- Leader: Joss Bigmore
- Founded: 2019
- Headquarters: Guildford
- Ideology: Localism Nonpartisan politics
- Colours: Magenta & White
- Surrey County Council: 2 / 81
- Guildford Borough Council: 7 / 48

Website
- r4gv.org.uk

= Residents for Guildford and Villages =

Residents for Guildford and Villages (R4GV) is a political party based in Guildford. The party was formed in early 2019 to contest the 2019 Guildford Borough Council election, and became the second largest party on the Guildford Borough Council, after winning 15 seats out of 48. In the 2023 Guildford Borough Council election, R4GV became the third largest party after winning only 7 seats, a decrease of 8.

The party campaigns for changes to the Local Plan and on environmental issues.

==History==

The party was originally launched in January 2019, presenting itself as a residents' group that aimed to support independent candidates running for Guildford Borough Council on a broadly aligned campaign platform, but it was later formally registered as a political party in March 2019.

In May 2019, R4GV contested the Guildford Borough Council elections, standing 17 candidates and winning 15 seats. Following this result, they formed an administration with the Liberal Democrats, and in October 2020, party leader Joss Bigmore became Leader of Guildford Borough Council, serving until September 2022 when the role was handed back to the Liberal Democrats.

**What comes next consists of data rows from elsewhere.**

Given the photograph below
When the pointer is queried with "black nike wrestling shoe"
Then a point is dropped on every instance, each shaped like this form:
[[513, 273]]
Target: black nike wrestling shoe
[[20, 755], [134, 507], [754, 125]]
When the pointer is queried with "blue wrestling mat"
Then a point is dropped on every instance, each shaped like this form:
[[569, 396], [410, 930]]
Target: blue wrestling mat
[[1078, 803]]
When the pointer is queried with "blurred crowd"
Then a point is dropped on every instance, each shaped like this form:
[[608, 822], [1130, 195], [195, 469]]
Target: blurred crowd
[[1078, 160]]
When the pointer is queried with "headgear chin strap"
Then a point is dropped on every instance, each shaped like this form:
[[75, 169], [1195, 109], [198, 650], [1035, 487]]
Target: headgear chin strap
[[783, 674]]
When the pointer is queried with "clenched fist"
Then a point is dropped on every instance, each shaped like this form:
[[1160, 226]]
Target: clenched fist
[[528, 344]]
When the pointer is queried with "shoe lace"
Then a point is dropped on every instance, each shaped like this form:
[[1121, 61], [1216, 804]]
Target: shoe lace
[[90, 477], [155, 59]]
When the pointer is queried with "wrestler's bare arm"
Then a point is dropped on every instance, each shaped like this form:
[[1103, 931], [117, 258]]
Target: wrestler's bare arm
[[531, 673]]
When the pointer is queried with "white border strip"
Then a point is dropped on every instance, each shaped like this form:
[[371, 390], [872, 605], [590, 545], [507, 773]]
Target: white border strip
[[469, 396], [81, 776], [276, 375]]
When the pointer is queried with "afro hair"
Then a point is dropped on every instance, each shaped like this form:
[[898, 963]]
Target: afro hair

R4GV also unsuccessfully contested the Friary and St Nicolas by-election and the Pirbright by-election to the borough council as part of the 2021 local elections, and unsuccessfully contested the 2022 Tillingbourne by-election to the borough council. In the 2021 Surrey County Council election, the party gained two county councillors.

In the 2023 local elections, although garnering almost the same number of votes as 2019, the party lost 8 of their 15 seats, bringing their total down to 7 seats and becoming an opposition party for the 2023–2027 term.

== Electoral history ==
===Guildford Borough Council elections===

| Election | Votes |  | Total |  |
| No. | % | No. | ± |
| 2019 | 20,488 | 23.2 | 15 / 48 | +15 |
| 2023 | 20,297 | 23.21 | 7 / 48 | −8 |

Friary and St Nicolas By-election 6 May 2021
| Party |  | Candidate | Votes | % | ±% |
|---|---|---|---|---|---|
|  | R4GV | Dom Frazer | 660 | 24.3 |  |
| Turnout |  |  | 2712 | 39.6 |  |
|  | Liberal Democrats hold |  | Swing |  |  |

Pirbright By-election 6 May 2021
| Party |  | Candidate | Votes | % | ±% |
|---|---|---|---|---|---|
|  | R4GV | Gerry Lytle | 109 | 14.9 |  |
| Turnout |  |  | 731 | 34.5 |  |
|  | Conservative hold |  | Swing |  |  |

Tillingbourne By-election 20 October 2022
| Party |  | Candidate | Votes | % | ±% |
|---|---|---|---|---|---|
|  | R4GV | Clare Price | 185 | 13.5 |  |
| Turnout |  |  | 1370 | 31 |  |
|  | Liberal Democrats gain from Conservative |  | Swing |  |  |

===Surrey County Council elections===
In the 2021 Surrey County Council elections R4GV stood in six of the ten county seats within Guildford borough and won two of them.